Agriculture locale: des travailleurs latinos à la rescousse

«L’agriculture québécoise aura besoin de combien de Mexicains et de Guatémaltèques de plus pour augmenter de 1% son taux d’autosuffisance alimentaire? Ils sont déjà 16.000 à venir et ils fournissent l’équivalent de ce que feraient 32.000 Québécois», écrit Michel Morisset, professeur honoraire d’histoire et de politiques agroalimentaires à l’Université Laval, dans Le Devoir.

«Nous avons posé la question aux Québécois: ils ne voulaient plus faire ce travail. Les Québécois sont un peu devenus des enfants gâtés. On ne manque de rien, donc plus personne n’est motivé pour faire les travaux plus durs. À l’opposé, les travailleurs mexicains sont extrêmement motivés. Ils peuvent gagner ici en une heure ce qu’ils gagnent en une journée au Mexique», affirme à Sputnik Daniel Mercier, ex-propriétaire d’une vaste plantation de sapins en Beauce.

Située au sud de la capitale de Québec, la Beauce est l’une des régions où arrivent chaque année quelques centaines de travailleurs mexicains et guatémaltèques. Daniel Mercier, qui a planté 40.000 sapins chaque saison pendant 40 ans, explique qu’il n’aurait pas pu se passer d’eux à partir des années 2010, lorsqu’il y a eu «un changement de mentalité et de démographie». «Je ne peux pas vous dire s’il faut huit Québécois pour remplacer un Mexicain, mais il en faut plusieurs, ça c’est certain», nous confie-t-il. Ces dernières années, son entreprise a d’ailleurs écoulé des sapins de Noël jusqu’au Mexique.

«C’est incroyable à quel point les Mexicains sont dévoués. Au début, je voulais faire travailler mes travailleurs 8h par jour et 5 jours par semaine, mais ils m’ont demandé s’ils pouvaient travailler 10h par jour et 6 jours par semaine. Je n’ai pas pu refuser […] Il y a une vraie pénurie de main-d’œuvre, mais il y aurait encore des Québécois disponibles. Les travailleurs étrangers sont le poumon économique de l’agriculture. Dans un avenir rapproché, le nombre de travailleurs saisonniers va doubler», poursuit l’entrepreneur beauceron. 

Certains organismes affirment pourtant que l’emploi de travailleurs étrangers représente dans certains cas une nouvelle forme d’exploitation au Canada.

Travailleurs étrangers: une nouvelle forme d’exploitation?

Ainsi, selon un rapport publié en 2017 par des membres de l’Université du Québec à Montréal, les pratiques de recrutement de certaines fermes imposent un mauvais climat de travail à certaines catégories de travailleurs guatémaltèques. En contractant une dette envers leur employeur à leur arrivée au Québec, des travailleurs se retrouvaient en conséquence dans une trop grande situation de dépendance envers eux.
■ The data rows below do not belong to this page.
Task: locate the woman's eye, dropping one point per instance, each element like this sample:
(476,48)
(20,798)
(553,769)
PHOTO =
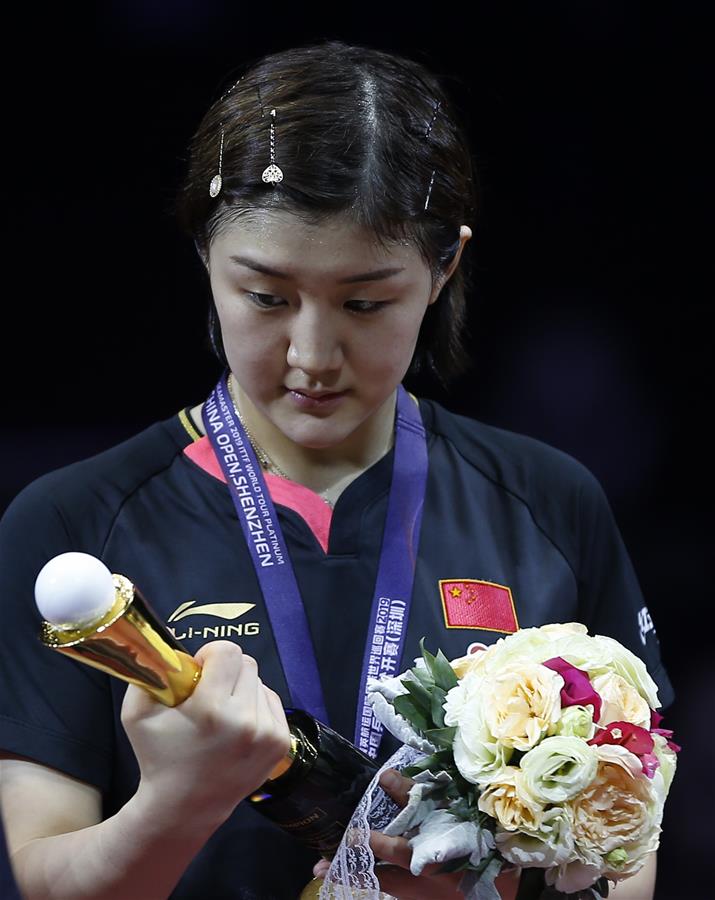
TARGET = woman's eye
(366,306)
(263,301)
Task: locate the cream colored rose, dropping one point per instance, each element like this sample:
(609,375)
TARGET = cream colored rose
(522,703)
(549,844)
(477,755)
(503,800)
(620,808)
(560,629)
(629,666)
(558,769)
(621,702)
(472,662)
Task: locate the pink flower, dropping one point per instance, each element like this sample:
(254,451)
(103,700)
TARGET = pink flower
(634,738)
(655,720)
(577,689)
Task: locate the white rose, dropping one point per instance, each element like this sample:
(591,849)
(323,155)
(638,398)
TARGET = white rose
(477,755)
(558,768)
(667,758)
(620,808)
(550,843)
(575,721)
(522,703)
(621,702)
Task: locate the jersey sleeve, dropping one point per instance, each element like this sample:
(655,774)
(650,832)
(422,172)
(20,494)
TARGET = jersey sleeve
(609,593)
(53,710)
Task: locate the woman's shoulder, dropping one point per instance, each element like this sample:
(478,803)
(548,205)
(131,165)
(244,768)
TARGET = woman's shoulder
(520,463)
(99,483)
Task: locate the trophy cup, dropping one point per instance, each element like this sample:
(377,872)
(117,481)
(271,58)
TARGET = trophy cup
(102,620)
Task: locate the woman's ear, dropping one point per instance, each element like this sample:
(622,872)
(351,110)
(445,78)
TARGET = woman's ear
(203,255)
(465,233)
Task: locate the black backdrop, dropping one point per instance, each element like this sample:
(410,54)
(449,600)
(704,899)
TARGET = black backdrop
(589,317)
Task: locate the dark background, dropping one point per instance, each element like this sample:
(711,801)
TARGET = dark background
(590,316)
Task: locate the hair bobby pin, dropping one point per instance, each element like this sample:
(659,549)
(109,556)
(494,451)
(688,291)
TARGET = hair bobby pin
(272,173)
(426,135)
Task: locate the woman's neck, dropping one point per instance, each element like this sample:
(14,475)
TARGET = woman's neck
(319,468)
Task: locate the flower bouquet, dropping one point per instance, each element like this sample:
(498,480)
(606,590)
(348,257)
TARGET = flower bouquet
(542,752)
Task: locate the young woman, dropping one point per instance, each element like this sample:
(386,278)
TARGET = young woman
(329,194)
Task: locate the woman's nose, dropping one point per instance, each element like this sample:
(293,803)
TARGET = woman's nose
(314,346)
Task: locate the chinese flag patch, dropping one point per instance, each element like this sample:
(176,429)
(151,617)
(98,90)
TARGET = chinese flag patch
(478,604)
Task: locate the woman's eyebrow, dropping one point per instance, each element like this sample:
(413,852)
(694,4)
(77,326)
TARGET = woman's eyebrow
(376,275)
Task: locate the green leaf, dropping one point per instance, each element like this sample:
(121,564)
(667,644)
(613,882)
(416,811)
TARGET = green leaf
(405,705)
(485,862)
(437,698)
(454,865)
(442,737)
(444,675)
(436,761)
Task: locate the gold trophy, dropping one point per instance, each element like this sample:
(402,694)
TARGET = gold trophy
(103,620)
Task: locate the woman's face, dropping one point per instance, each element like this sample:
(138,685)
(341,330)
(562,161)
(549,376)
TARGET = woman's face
(317,311)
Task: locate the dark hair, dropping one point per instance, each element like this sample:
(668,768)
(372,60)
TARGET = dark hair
(359,132)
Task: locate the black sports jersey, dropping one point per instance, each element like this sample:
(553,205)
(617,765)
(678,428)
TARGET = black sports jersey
(514,534)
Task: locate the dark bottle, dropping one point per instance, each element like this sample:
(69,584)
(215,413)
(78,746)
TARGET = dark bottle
(314,799)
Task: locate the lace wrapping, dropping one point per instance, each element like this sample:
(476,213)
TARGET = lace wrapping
(352,871)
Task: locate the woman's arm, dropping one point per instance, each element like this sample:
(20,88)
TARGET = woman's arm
(197,762)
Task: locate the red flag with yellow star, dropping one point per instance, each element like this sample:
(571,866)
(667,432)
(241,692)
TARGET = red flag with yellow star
(468,603)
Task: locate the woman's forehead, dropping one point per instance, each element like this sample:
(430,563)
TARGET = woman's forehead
(287,235)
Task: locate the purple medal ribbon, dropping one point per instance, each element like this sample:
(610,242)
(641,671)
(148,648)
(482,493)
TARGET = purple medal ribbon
(271,560)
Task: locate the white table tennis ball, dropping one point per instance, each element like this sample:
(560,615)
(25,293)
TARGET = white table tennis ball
(74,589)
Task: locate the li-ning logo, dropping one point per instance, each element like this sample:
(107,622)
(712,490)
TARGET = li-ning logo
(219,610)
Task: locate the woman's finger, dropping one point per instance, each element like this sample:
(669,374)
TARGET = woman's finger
(221,666)
(396,786)
(397,852)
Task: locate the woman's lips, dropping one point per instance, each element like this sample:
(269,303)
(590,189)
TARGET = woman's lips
(326,401)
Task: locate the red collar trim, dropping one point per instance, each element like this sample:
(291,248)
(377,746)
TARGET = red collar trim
(297,497)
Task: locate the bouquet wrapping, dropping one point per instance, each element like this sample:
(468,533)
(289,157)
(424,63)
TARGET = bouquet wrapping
(543,752)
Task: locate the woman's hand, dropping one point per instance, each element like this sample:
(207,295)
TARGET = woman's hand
(216,747)
(396,878)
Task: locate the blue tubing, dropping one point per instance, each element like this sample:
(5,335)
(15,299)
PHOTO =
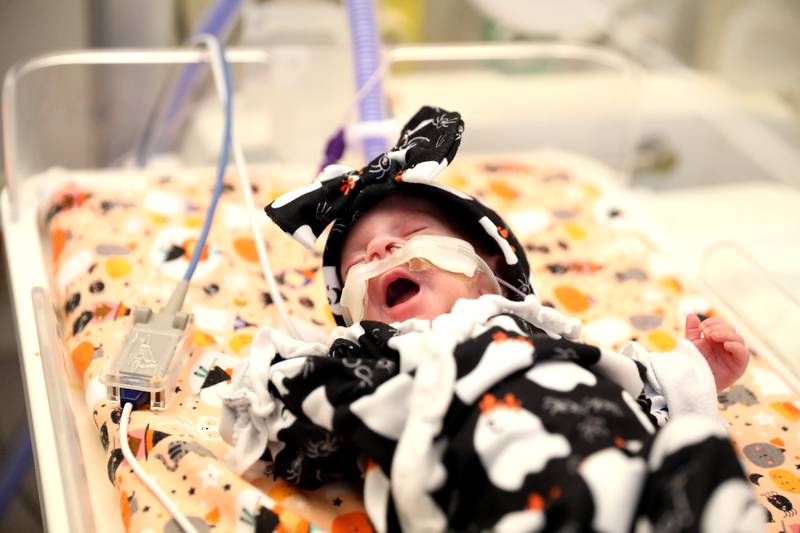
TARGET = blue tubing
(215,21)
(17,466)
(366,54)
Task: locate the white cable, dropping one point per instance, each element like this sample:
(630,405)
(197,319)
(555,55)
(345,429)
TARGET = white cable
(179,517)
(217,70)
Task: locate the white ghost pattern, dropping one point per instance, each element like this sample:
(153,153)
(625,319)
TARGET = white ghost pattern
(511,442)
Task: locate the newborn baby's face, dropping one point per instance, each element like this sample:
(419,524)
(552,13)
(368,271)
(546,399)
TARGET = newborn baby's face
(400,294)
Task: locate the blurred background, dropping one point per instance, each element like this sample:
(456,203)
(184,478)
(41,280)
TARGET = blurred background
(747,49)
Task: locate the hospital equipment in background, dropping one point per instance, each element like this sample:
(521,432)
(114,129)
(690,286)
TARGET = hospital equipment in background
(530,76)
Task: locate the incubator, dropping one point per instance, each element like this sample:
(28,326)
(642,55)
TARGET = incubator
(544,106)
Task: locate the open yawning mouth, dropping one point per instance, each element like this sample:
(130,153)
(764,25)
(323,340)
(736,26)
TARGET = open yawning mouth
(400,291)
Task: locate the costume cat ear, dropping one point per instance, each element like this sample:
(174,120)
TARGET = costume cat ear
(427,144)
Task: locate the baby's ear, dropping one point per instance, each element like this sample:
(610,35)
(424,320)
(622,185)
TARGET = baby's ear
(495,262)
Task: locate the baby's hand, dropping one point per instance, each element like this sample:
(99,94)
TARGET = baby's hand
(722,347)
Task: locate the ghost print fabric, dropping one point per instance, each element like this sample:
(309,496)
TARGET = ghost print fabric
(492,418)
(427,145)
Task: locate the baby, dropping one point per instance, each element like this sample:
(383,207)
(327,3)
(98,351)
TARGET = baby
(476,407)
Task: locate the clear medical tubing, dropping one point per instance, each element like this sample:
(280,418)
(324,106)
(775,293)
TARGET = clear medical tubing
(215,21)
(366,54)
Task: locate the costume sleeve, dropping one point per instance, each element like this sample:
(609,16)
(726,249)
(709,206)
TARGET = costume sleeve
(293,403)
(675,382)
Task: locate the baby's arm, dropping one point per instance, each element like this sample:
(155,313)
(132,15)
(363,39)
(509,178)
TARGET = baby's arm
(721,346)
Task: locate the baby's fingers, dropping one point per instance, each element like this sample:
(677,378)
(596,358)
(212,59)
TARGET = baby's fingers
(712,321)
(722,333)
(737,350)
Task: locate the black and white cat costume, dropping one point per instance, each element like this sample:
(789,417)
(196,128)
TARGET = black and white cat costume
(491,417)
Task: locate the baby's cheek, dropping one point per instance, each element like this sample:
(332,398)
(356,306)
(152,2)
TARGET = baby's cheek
(452,287)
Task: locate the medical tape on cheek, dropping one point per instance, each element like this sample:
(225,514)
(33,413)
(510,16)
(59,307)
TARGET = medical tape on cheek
(420,253)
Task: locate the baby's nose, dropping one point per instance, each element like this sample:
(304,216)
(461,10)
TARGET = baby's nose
(380,247)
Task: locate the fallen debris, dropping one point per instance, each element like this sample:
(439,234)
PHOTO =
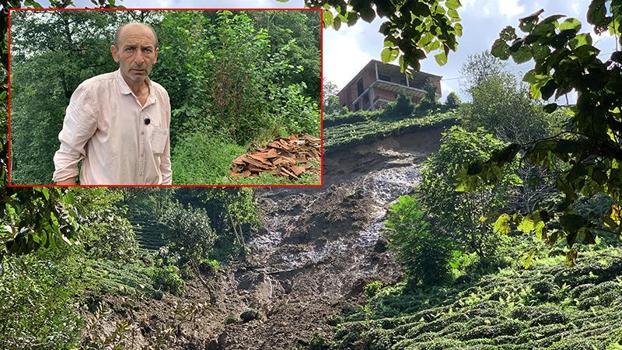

Avocat spécialisé en immigration, Maxime Lapointe rappelle toutefois que des règles strictes régissent le Programme des travailleurs étrangers temporaires du gouvernement fédéral, grâce auquel des étrangers peuvent venir travailler au pays de l’érable.

«C’est important que beaucoup de surveillance soit faite. Les employeurs ont de nombreuses obligations. Les employeurs doivent notamment leur fournir un logement selon certaines exigences. […] Le Programme des travailleurs étrangers temporaires oblige les employeurs à fournir un salaire équivalent à celui qu’ils verseraient aux Québécois», précise l’avocat basé à Québec.

Dans le contexte de la pandémie, le Premier ministre fédéral, Justin Trudeau, a lancé un vaste programme d’aide financière destiné aux personnes ayant perdu leur emploi. De nombreux producteurs locaux estiment qu’en rendant admissibles les étudiants à ce programme, Ottawa nuit encore davantage à l’embauche de citoyens canadiens par les producteurs agricoles. Le fédéral permettra aux étudiants d’empocher un montant de 1.250 dollars canadiens (818 euros) par mois au lieu d’avoir à travailler cet été.

Toutefois, selon Roméo Bouchard, l’un des leaders du mouvement démondialiste au Québec, «la problématique des travailleurs saisonniers est aussi liée au modèle industriel adopté par les grands joueurs de l’industrie».

«Si les Québécois ne veulent plus travailler, c’est aussi parce que les conditions de travail sont celles du modèle de la mondialisation qui tend à baisser les salaires. Les Québécois qui travaillent encore dans le domaine se retrouvent souvent dans les petites exploitations alternatives», observe Roméo Bouchard.